Qin Ran mengangkat tangannya dan menjatuhkan kartu nama di atas meja, lalu bersandar ke dinding dengan malas. “Dia mendorong saya untuk belajar keras.”
Memikirkan hasil Qin Ran, Qiao Sheng menahan tawa. “Dia benar-benar menyuruhmu belajar keras?”
Dia tiba-tiba merasa itu menarik dan berhenti berbicara dengan orang di depannya.
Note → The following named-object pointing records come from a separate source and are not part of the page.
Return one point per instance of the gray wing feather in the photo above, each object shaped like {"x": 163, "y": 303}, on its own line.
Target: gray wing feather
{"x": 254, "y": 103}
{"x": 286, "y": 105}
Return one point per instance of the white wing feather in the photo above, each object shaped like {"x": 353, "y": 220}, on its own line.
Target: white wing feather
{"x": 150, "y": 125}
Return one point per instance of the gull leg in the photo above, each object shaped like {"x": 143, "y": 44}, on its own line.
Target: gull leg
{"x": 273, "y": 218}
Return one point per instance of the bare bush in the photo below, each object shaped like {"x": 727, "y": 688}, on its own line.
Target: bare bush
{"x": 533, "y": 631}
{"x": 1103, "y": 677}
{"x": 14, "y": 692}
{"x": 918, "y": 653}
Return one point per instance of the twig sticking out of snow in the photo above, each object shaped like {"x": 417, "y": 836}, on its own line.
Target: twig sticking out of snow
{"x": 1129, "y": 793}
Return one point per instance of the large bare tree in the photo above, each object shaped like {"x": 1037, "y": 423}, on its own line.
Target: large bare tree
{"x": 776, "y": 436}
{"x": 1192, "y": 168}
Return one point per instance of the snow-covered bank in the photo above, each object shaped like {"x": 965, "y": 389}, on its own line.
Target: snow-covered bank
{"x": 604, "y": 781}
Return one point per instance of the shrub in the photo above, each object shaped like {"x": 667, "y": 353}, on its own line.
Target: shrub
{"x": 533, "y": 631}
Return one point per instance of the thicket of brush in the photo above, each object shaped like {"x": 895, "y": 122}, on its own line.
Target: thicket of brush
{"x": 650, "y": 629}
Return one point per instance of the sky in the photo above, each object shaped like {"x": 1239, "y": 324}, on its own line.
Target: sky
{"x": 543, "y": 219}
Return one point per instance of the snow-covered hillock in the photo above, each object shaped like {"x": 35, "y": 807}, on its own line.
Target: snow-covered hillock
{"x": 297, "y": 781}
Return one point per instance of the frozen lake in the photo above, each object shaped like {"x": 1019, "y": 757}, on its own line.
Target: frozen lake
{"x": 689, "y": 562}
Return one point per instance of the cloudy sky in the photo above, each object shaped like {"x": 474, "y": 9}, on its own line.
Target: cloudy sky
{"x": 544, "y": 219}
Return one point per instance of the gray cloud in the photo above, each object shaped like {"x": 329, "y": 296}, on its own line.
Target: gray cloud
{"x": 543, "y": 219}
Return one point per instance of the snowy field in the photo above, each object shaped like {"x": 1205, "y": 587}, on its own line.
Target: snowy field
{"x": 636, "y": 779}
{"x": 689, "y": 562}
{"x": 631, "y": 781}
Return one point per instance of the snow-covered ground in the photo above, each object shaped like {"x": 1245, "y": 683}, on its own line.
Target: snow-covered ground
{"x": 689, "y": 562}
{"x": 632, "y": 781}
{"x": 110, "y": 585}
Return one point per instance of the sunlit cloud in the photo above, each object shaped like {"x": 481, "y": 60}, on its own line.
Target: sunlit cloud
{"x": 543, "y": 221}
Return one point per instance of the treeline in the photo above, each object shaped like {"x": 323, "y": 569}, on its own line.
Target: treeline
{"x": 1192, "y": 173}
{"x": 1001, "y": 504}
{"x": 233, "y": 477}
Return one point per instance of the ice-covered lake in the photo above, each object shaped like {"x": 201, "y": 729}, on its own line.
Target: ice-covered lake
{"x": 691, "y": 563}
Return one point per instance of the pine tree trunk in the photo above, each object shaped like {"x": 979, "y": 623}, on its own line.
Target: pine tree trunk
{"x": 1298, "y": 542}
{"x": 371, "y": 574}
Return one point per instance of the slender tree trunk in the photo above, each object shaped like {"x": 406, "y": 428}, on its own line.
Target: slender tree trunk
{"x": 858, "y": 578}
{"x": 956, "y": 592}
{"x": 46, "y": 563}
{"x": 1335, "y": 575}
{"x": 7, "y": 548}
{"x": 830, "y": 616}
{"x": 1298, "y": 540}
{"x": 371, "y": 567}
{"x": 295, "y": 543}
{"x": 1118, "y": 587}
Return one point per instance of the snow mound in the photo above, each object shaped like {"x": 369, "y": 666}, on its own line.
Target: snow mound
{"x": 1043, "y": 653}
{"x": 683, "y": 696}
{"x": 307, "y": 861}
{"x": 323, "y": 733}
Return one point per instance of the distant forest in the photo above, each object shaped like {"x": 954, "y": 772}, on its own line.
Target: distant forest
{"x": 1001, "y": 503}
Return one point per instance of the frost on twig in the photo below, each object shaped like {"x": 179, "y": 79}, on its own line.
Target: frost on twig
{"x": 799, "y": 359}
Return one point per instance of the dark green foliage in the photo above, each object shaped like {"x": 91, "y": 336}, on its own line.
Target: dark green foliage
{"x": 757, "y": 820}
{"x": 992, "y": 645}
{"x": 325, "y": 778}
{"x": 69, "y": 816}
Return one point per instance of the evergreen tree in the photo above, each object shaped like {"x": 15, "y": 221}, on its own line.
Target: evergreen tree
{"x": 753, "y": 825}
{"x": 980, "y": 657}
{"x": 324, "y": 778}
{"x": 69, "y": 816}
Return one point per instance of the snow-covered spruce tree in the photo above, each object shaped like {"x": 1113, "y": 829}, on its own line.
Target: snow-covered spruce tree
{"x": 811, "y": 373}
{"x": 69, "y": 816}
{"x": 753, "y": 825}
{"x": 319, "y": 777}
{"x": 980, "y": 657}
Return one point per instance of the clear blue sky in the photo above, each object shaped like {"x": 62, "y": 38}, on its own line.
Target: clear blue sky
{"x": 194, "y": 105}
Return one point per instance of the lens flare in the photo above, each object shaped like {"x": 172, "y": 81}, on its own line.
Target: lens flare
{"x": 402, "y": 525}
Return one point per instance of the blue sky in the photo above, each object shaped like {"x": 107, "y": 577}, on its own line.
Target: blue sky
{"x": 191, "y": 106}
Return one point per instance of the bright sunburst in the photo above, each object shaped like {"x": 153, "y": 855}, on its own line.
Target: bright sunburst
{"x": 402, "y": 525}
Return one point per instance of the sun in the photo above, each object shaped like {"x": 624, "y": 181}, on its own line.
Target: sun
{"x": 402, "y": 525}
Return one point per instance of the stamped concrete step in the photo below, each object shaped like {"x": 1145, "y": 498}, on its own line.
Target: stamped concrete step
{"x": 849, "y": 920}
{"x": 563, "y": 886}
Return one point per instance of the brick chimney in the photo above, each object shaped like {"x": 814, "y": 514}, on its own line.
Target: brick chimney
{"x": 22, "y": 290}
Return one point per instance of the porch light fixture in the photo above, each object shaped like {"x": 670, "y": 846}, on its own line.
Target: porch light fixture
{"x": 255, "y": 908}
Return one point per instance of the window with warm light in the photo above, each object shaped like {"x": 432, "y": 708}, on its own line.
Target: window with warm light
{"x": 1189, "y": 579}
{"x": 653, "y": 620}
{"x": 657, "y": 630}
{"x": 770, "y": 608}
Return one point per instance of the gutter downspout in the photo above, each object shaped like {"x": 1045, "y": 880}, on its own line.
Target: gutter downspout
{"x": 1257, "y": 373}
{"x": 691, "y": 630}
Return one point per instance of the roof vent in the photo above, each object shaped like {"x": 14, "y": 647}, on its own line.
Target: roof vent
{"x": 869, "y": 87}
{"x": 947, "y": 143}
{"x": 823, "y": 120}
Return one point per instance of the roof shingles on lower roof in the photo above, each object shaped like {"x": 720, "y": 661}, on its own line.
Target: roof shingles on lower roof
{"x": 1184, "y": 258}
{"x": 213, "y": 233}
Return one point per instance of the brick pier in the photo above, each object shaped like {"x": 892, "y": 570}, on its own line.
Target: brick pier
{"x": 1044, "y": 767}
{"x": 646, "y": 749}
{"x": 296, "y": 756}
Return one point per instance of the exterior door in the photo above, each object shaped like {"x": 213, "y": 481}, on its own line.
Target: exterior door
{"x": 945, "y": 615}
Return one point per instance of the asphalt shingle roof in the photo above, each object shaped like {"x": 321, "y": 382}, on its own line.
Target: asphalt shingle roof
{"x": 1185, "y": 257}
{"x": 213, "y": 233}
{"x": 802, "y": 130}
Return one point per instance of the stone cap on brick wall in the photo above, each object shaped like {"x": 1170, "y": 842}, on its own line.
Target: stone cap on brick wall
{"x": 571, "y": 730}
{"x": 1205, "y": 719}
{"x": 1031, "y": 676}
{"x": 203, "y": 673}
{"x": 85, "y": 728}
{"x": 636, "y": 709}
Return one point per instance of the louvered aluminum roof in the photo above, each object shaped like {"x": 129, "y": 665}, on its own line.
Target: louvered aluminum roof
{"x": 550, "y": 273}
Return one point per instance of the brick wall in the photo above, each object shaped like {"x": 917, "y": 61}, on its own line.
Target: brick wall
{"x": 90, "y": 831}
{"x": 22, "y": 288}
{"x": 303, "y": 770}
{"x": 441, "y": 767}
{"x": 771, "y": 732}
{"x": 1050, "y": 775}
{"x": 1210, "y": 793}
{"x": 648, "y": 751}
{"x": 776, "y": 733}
Kemudian, dia bertanya apakah Gao Yang mengatakan sesuatu dengan rasa ingin tahu.
Setelah berbicara sebentar, dia melihat kartu nama yang dibuang Qin Ran.
Qiao Sheng mengambilnya dan melihatnya sejenak, terkejut. “Lin Qi datang untuk mencarimu?”
“Ya.” Qin Ran perlahan mulai mengeluarkan bukunya dari bawah mejanya.
“Mengapa?”
Qin Ran memberitahunya secara singkat.
“Tunggu, kamu pernah belajar biola sebelumnya?” Qiao Sheng tercengang. “Mengapa saya tidak pernah mendengar Anda mengatakan bahwa Anda tahu cara bermain biola, atau melihat Anda memainkannya sebelumnya?”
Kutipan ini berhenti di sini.